I have a printer which I use to print checks, important docs etc. 
lately it has been printing black dots on all documents. 

I have a Brother HL2070n
and a Lexmark 232e

they are bother doing the same thing they are also hooked up to 2 seperate computers. 


What can I check for to resolve this issue and where is it located. 


Thanks


----------



## godspeeed

Look for any kind of pattern in the dots.

If there is a horizontal pattern, like a dot every 25mm could refer to a dust or a scratch on your drum (thats just an exemple).

If there is no pattern at all consider the following:

Dust on your grid, 

you can resolve this by cleaning the drum with compressed air but make sure that the machine is unplugged and that it will stay unplugged for at least 30 minutes because static can cause fire hazard.

Leaking toner,

Err... You will need a new toner for this one.

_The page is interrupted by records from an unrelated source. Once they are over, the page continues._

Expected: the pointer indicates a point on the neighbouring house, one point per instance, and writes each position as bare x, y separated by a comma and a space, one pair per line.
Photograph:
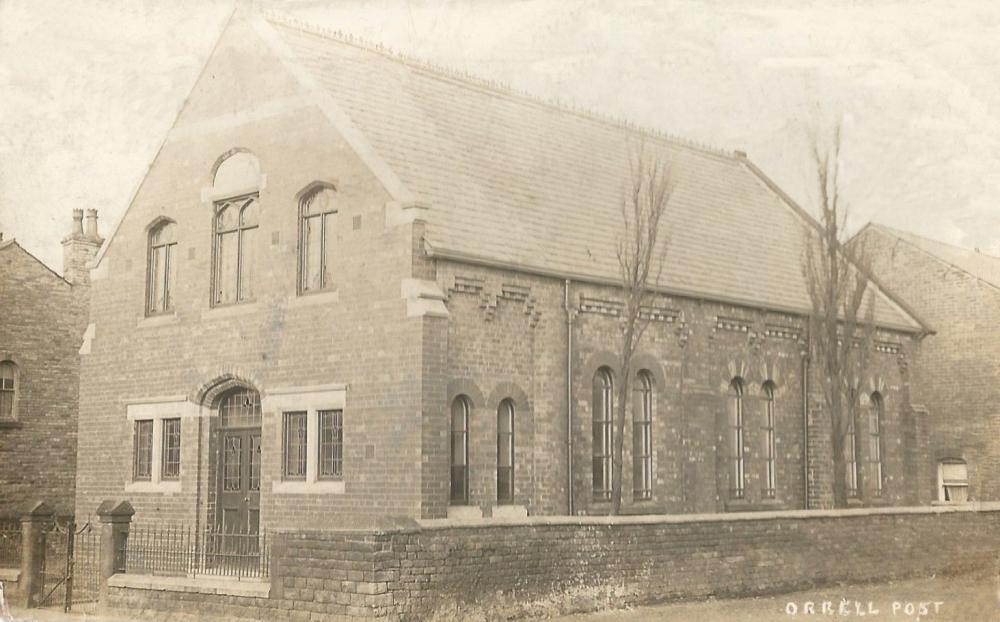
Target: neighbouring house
42, 320
354, 289
957, 290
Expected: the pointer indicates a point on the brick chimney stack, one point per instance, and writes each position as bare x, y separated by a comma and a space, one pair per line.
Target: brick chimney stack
80, 247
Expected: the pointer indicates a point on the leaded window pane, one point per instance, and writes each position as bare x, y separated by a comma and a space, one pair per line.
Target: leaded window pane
505, 452
232, 462
7, 388
331, 443
171, 451
240, 409
295, 445
143, 444
460, 451
312, 268
603, 435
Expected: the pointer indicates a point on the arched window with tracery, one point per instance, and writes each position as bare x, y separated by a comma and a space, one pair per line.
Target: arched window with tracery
317, 231
162, 268
737, 450
875, 409
642, 437
603, 433
769, 447
460, 450
505, 452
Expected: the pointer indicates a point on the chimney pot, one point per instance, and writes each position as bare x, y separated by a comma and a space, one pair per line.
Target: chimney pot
77, 230
92, 224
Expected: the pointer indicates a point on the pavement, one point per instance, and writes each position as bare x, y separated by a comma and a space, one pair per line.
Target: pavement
968, 598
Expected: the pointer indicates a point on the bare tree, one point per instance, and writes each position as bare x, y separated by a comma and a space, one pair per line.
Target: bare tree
840, 338
640, 260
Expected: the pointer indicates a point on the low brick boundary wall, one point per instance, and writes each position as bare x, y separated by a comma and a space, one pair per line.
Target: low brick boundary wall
445, 571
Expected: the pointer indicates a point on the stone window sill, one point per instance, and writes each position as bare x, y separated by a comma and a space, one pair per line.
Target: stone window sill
324, 487
164, 487
230, 310
312, 299
253, 588
160, 319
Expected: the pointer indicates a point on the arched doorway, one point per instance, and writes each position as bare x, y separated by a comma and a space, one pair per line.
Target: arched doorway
238, 462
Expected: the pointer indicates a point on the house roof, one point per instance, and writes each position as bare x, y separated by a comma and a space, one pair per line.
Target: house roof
12, 244
983, 266
517, 181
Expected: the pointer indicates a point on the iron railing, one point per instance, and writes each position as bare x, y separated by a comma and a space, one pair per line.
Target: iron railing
10, 543
181, 550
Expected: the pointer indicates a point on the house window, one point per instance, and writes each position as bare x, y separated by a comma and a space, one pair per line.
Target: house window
737, 458
331, 443
294, 445
851, 464
162, 268
770, 452
142, 464
642, 438
236, 223
953, 481
318, 215
170, 467
875, 408
460, 451
505, 452
603, 416
8, 390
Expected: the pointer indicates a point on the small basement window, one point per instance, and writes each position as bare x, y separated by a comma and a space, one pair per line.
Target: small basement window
953, 481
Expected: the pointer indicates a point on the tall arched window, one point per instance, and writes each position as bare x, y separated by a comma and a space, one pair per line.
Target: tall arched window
8, 391
875, 408
851, 463
460, 451
505, 452
603, 435
318, 226
236, 223
737, 457
642, 437
770, 451
162, 268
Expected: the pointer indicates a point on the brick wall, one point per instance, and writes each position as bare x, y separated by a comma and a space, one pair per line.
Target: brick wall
507, 337
548, 566
41, 324
958, 367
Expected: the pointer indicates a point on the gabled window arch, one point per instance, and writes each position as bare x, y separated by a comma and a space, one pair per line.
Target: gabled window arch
737, 454
8, 391
876, 407
460, 409
317, 234
769, 447
505, 452
162, 268
642, 437
236, 191
603, 432
236, 222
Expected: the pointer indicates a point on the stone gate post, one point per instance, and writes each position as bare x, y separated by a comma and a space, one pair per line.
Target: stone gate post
34, 523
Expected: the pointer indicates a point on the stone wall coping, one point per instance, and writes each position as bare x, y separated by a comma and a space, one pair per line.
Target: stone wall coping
648, 519
195, 584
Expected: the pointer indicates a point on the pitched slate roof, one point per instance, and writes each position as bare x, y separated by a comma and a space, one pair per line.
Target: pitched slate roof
514, 180
983, 266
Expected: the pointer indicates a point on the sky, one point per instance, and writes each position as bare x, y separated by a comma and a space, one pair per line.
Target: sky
88, 89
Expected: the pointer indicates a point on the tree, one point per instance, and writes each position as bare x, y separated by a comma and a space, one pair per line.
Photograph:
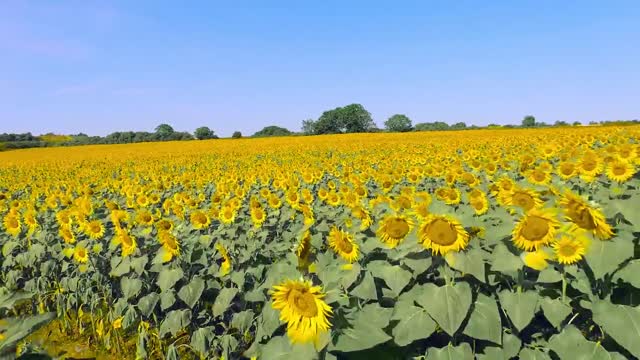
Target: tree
272, 131
203, 133
308, 127
164, 131
529, 121
353, 118
398, 123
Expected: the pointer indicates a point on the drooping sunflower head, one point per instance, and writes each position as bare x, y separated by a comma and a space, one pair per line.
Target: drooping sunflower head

Now I dont know about the lexmark machine if it is ink or laser but If you have two laser machine in the same office with the same problem consider checking the level of humidity in the air. Since laser printing technologies use electromagnetic fields to apply toner on the paper, a high static room can influence the quality of printing, including dots on page, patterns in print, even full black pages.

Keep me updated on this one


----------



## GrTech2009

There are 4 dots about 25 mm apart but they are vertical not horizontal. I tried cleaning the drum as best as I could but it still has the dots. I also swapped toners from another brother 2070n and it still has the dots. 

I switched the drums also and I got no dots. So this one is resolved Thanks.


----------



## godspeeed

great.


----------



## GrTech2009

I just found out that we have replaced the drum on this printer about 3 times in 6 months what do you think could be causing such frequent drum damage. Aren't these Drums suppose to last for several years?


----------



## godspeeed

The use of unsupported media I would say. Using paper with staples attached to them, sheets with punched holes, paper too thick etc. Drum can also be damaged by contact with direct light, or if was cleaned with alcohol or windex or other cleaning products.

If there is damage on the drum you will be able to see it if you take the drum out.


----------



## GrTech2009

hole punched paper was being used in this printer in addition to thick paper for printing out checks. 

This issue has been resolved thanks to you.


----------